Montreal Gazette

Judge weighs bail for boy who killed brother

Family wants Dorval youth, 13, out for Christmas as he awaits sentencing

- THE GAZETTE

A young Dorval teenager who has been in detention for close to a year for fatally shooting his older brother will find out Wednesday whether he’ll be let out on bail in time for the Christmas holidays.

Judge Guy Lecompte of the Court of Quebec Youth Division heard arguments Monday both for and against the 13-year-old’s release in antici- pation of sentencing in late January or early February.

The teenager pleaded guilty in September to criminal negligence in his 16-yearold brother’s death on Jan. 21 of this year. He was 12 at the time of the shooting, which happened in the family home in the company of an 18-yearold friend.

The boy shot his brother in the head with their grandfathe­r’s 9-millimetre Beretta. He now faces a maximum sentence of three years in a youth detention centre, minus time served.

In October, Lecompte denied the youth bail, ruling that no new facts had been presented that would justify a change in the preventive custody order issued in June.

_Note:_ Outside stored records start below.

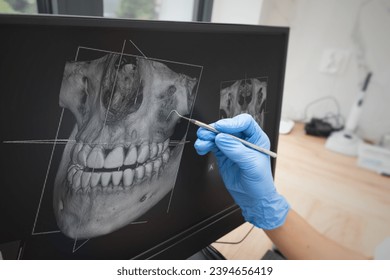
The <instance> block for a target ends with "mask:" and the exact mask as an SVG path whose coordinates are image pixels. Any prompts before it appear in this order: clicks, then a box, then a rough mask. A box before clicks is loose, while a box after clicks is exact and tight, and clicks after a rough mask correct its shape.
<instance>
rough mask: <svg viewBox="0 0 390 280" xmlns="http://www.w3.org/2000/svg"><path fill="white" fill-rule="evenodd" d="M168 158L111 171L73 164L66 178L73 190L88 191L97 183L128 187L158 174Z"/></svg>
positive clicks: (156, 159)
mask: <svg viewBox="0 0 390 280" xmlns="http://www.w3.org/2000/svg"><path fill="white" fill-rule="evenodd" d="M168 159H169V158H167V157H164V158H163V157H159V158H157V159H156V160H154V161H149V162H146V163H144V164H142V165H139V166H137V167H136V168H135V169H131V168H128V169H125V170H123V171H122V170H118V171H113V172H85V171H83V170H82V169H81V168H80V166H77V165H73V166H72V167H71V168H69V171H68V174H67V180H68V182H69V183H70V185H71V188H72V189H73V190H74V191H79V190H80V191H83V192H84V191H89V190H90V189H92V190H93V189H97V188H96V187H97V186H98V185H101V186H102V187H103V188H107V187H109V186H111V187H122V188H129V187H131V186H132V185H135V184H137V183H139V182H141V181H144V180H146V179H148V178H151V177H152V176H153V175H154V174H160V173H161V172H162V169H163V167H164V165H165V164H166V162H167V161H168ZM107 189H111V188H107Z"/></svg>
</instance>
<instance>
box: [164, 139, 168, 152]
mask: <svg viewBox="0 0 390 280" xmlns="http://www.w3.org/2000/svg"><path fill="white" fill-rule="evenodd" d="M168 146H169V138H168V139H167V140H165V141H164V144H163V151H165V150H166V149H167V148H168Z"/></svg>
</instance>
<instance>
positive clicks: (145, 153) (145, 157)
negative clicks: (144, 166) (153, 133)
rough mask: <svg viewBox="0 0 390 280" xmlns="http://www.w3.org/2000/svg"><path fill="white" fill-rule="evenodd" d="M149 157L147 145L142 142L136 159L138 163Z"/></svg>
mask: <svg viewBox="0 0 390 280" xmlns="http://www.w3.org/2000/svg"><path fill="white" fill-rule="evenodd" d="M148 158H149V145H147V144H144V145H142V146H141V147H140V148H139V152H138V159H137V161H138V162H139V163H144V162H145V160H146V159H148Z"/></svg>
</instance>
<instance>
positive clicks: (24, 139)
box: [0, 15, 288, 259]
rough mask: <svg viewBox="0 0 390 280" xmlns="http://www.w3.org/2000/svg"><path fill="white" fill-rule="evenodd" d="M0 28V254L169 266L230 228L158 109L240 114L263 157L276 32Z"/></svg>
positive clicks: (217, 204)
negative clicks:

Monday, defence lawyer Isabel Schurman argued things have changed.

She got the youth’s cousin, who herself has four teenagers, to retestify that she can take him in under “house arrest” at her home and to add she’ll seek help from her own son’s psychologi­st and mental-health experts at their CLSC.

The youth’s grandmothe­r also testified, through an Italian interprete­r, that she can help keep an eye on him too.

Better all this attention from loved ones than the potentiall­y bad influence of the eight other detainees — all older — that the teenager now lives with at Batshaw Youth and Family Centres, Schurman said.

But Crown prosecutor Marie-Claude Bourassa argued that despite their good intentions, the teenager’s extended family is ill-equipped to monitor the youth, who she said still poses a risk to society.

The teenager was to have been sentenced Monday but that was postponed because a Philippe Pinel Institute psychiatri­st’s report on him was not ready. It will be by Jan. 22, the psychiatri­st, Martin Gignac, told the court.

Gignac testified he believes the teenager has a “conduct disorder” that at his young age (almost 14) has and can continue to be helped by therapy, with only a “moderate” chance he’ll return to his delinquent ways.

The court has heard the youth adopted a criminal life- style in the months before the shooting, abusing drugs and alcohol, secretly taking his mother’s car at night, breaking into his grandmothe­r’s house and showing off his gun to his friends.

He pleaded guilty to shopliftin­g and armed robbery in connection with a holdup at a gas station near his home only days before the shooting.

With his divorced parents watching from the front row Monday, the youth, dressed neatly in a grey sweater and black shirt and tie, sat with his lawyers and watched impassivel­y through nearly five hours of proceeding­s.